POV Alexsey
Svetluny-ku akhirnya kudapatkan kembali. Walaupun dia sekarang ada di Milan dalam tiga minggu ke depan dia akan kembali.
"Setelah pekerjaanmu selesai cepatlah kembali." Mendapatkan dia kembali di pelukanku sangat melegakan. Setelah dua hari ini membayar hutangnya akhirnya aku membiarkannya pergi lagi.
"Ehmm... kau tidak menyusulku ke Milan." Sekarang dia menyuruhku menyusulnya, kemarin dia sama sekali tak ingin membalas satu katapun di emailku, gadis kejam ini membuatku tak enak makan tak enak tidur selama empat bulan.
"Itu penerbangan yang panjang Moon, aku banyak tak fokus pekerjaan empat bulan ini. Aku harus mengejar banyak hal. Ini juga karena kau." Kuketuk keningnya dengan gemas tapi tak bisa marah.
Aku sangat marah mendengarkan dia ingin mengembalikan hadiahku, aku bertekad memarahinya sampai aku puas, tapi saat bertemu dengannya aku tak berdaya. Satu bulir air matanya sudah membuatku luluh.
Aku tahu dia juga banyak menangis, tapi jalan yang diambilnya membuatku tak habis pikir.
"Aku membuat kekacauan nampaknya. Apa kau menderita Tuan Mafia." Dia cekikikan sementara aku ingin menghukumnya lagi. Sama sekali tak merasa bersalah sampai sekarang. Harusnya kuikat saja dia dan menghukumnya sampai dia minta ampun.
"Ya aku menderita, kau senang melihat penderitaan yang kau sebabkan untukku berhasil, kau kau mencicil bayaran ?"
"Aku minta maaf, aku juga banyak menangis."
"Itu karena kau bertindak bodoh!"
"Iya aku tahu." Sekarang dia sadar diri.
"Jangan lakukan lagi.Jika tidak kau akan kusekap di Moscow." Dia tertawa dengan ancamanku.
Akhirnya masalah dengan Svetluny selesai, itu membuatku lebih fokus.
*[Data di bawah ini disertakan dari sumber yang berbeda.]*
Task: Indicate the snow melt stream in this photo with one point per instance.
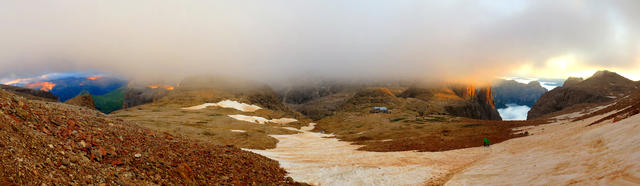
(261, 120)
(227, 104)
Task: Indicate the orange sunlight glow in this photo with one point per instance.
(94, 77)
(45, 85)
(166, 87)
(16, 81)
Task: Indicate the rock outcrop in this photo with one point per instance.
(478, 103)
(83, 100)
(458, 100)
(572, 81)
(603, 86)
(512, 92)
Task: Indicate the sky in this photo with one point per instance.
(275, 40)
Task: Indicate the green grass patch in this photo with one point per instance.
(397, 119)
(471, 125)
(110, 101)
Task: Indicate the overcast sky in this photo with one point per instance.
(278, 39)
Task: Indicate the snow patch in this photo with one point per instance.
(261, 120)
(227, 104)
(319, 159)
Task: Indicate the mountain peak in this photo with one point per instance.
(605, 73)
(572, 81)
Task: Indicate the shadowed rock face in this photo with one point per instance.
(478, 104)
(84, 100)
(603, 86)
(30, 93)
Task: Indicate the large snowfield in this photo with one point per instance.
(559, 153)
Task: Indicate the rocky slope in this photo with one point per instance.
(512, 92)
(83, 100)
(53, 143)
(602, 87)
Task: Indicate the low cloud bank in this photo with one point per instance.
(514, 112)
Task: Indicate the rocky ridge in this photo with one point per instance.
(602, 87)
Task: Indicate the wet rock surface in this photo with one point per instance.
(53, 143)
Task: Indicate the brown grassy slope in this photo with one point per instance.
(212, 124)
(55, 143)
(414, 124)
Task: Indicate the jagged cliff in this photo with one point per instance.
(478, 103)
(512, 92)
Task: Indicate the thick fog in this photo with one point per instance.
(275, 40)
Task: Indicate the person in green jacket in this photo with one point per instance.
(486, 142)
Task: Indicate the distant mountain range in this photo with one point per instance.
(512, 92)
(602, 87)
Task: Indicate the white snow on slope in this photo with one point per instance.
(261, 120)
(227, 104)
(559, 153)
(563, 153)
(313, 158)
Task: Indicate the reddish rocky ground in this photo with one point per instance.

Aku bisa melepasnya pergi dengan tenang.
"Apa yang terjadi denganmu?" Dia membawa bundel laporan yang kemarin yang mau tam mau harus kutangani hari ini.
"Aku menemukan Svetluny, ..." dia sekarang meringis lebar begitu tahu apa yang menyebabkan aku tersenyum begitu lebar.
"Ahh, rupanya begitu. Nampaknya gunung sudah selesai memuntahkan laharnya." Aku tertawa itu analogi yang tepat, tekanan telah dilepaskan kurasa otakku bisa berfungsi dengan baik sekarang.
"Aku siap bekerja, siapa yang punya masalah, bawa kesini aku tak akan marah-marah, kepalaku sudah dingin." Anna tertawa.
"Vladimir bilang dia butuh kehadiranmu di Moskow untuk peluncuran secara resmi, walaupun biasanya Ayahmu yang menangani situasi sekarang beberapa orang penting ingin bertemu sendiri denganmu. Jadi kau diundang ke sana."
"Itu sangat kebetulan, Paman dan Bibi ingin aku segera memasùki kantor Moskow untuk mempersiapkan fasa transfer jabatan. Kukira aku harus pergi lebih cepat mengurus masalah ini. Aku akan menelepon Vladimir segera."
"Ehm aku memperhatikan perusahaan induk Sergie beberapa hari terakhir. Ada perkembangan baru..." Perusahaan yang dipimpin Sergie fokus ke hotel dan restoran.
"Ohh apa?"
"Dia nampaknya punya investor baru yang bergabung. Nilai sahamnya melonjak... Aku mendapatkan data mereka mengakuisisi Paradise International. Itu akuisisi yang besar."
"Ohhh, akuisisi Paradise International?" Sekarang nampaknya Sergie menunjukkan perlawanan. Dan perlawanannya bagus.
"Kau harus hati-hati, nilai pencapaiannya bisa langsung menyalipmu."
"Itu bagus, nampaknya dia punya kepercayaan diri juga mengejarku. Akuisisi..." Aku berpikir sebentar, sku masih punya dana yang bisa di invetasikan di NY. Ada beberapa peluang yang bisa dieksekusi. Aku perlu melakukan pekerjaan di NY.